How are the younger generations in the US and the Western world different from the previous generations?

We don’t know yet to what extent environmental stimuli are affecting the expression of our DNA, but there is consensus that environmental stimuli do affect genomic expression. It is also true that there are way more stimuli now assaulting our little plastic brains from day one than even 25 years ago. So as we talk about newer generations, we have to consider how people are literally different than previous generations as their bodies are adapting to stimuli unencountered by previous generations - not that the genomic coding itself is different but that the expression of that coding is affected by the environment. This idea is supported by preliminary findings in the NASA twin study, where Scott Kelly’s genomic expression changed 7% from his twin brother’s after living in space for a year. That’s not a terribly significant shift but it is a shift.
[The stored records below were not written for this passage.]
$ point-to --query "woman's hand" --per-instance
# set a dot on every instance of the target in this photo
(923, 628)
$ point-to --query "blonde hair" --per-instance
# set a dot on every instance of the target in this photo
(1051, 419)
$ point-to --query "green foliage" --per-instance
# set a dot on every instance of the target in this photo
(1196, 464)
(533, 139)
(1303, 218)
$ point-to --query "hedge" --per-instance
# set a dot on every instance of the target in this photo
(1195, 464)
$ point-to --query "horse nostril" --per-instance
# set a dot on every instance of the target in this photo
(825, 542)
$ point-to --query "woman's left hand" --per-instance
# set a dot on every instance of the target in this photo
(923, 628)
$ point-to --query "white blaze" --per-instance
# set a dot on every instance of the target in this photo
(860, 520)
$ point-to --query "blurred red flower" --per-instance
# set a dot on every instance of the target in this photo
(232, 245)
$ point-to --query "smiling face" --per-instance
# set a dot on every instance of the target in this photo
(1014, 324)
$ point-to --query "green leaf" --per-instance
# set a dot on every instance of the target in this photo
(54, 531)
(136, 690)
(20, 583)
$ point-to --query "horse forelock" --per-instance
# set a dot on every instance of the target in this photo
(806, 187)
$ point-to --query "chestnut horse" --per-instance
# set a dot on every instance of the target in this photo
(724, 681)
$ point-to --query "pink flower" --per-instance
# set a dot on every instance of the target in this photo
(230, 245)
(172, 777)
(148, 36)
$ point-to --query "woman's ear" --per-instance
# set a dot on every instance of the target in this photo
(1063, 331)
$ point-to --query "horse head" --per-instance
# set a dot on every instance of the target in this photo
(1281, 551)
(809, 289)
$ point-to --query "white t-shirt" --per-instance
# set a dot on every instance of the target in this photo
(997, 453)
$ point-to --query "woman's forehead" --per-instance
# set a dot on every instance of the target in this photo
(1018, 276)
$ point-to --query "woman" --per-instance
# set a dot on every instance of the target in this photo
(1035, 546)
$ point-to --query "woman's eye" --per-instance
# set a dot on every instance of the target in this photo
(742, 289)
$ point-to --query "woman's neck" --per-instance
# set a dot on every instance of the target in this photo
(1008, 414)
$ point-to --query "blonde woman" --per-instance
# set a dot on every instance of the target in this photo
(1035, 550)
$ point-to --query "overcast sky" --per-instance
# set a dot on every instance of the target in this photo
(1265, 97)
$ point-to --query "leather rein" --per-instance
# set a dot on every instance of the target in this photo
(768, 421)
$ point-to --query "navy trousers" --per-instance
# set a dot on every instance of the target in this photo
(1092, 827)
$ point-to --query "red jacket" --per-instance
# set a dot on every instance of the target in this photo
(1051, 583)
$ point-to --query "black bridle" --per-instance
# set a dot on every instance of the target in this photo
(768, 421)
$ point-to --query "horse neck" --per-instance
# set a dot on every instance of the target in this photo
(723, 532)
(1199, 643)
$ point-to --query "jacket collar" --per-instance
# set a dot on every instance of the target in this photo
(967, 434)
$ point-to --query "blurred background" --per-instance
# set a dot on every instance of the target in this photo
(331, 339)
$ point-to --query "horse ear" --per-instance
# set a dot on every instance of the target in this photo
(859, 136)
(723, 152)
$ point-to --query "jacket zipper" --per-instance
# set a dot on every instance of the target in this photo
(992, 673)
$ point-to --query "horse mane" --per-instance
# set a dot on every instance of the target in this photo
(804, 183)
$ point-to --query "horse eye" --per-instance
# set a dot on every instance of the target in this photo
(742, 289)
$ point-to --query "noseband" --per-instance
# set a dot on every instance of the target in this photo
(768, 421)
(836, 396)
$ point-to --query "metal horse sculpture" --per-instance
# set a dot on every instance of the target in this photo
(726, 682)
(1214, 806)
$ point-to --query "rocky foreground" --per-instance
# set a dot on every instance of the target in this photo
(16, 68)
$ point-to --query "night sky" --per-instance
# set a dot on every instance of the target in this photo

This could suggest that, unlike other species, we might actually have a say in our own evolution - that we’re not just pinballs to be acted upon. If true, that’s a terrible existential burden that will increasingly weigh on younger generations. It’s important (but not inevitable) that this burden comes into our collective consciousness and is treated with more urgency. I don’t believe the universe cares one way or the other if humanity experiences good outcomes so it’s a little scary to think about what is on our shoulders (and really tempting and easy to stand on the sidelines and let smart people worry about it).

Another difference we’re seeing in younger generations is an increased ability to adapt-on-the-fly, as unanticipated and emergent phenomena become more ubiquitous.

What's your position on human cognitive enhancement, from today's nootropics to tomorrow's brain-computer interfacing and feedback technologies?

People who work with me often find themselves caught in a tension between compassionate self-acceptance and investing in personal growth. Part of the work for them is to sort out how these things are not mutually exclusive - that you can invest heavily in both.

I think human cognitive enhancement - and human enhancement in general - is going to make the tension between self-improvement and self-acceptance more topical. My position is that we need to prioritize the ethical, emotional, and interpersonal issues that will inevitably ensue from these developments. People are already very conflicted about taking SSRIs (selective serotonin reuptake inhibitors) to treat anxiety and depression, and this conflict is not about their efficacy. We see a similar dynamic play out around cochlear implants in the deaf and hard-of-hearing community.

So when we start enhancing the brain or the body, we are going to have a lot of uncomfortable feelings about it. And rather than just get rid of those feelings or logic them away, I think there's something there to listen to and go deeper into.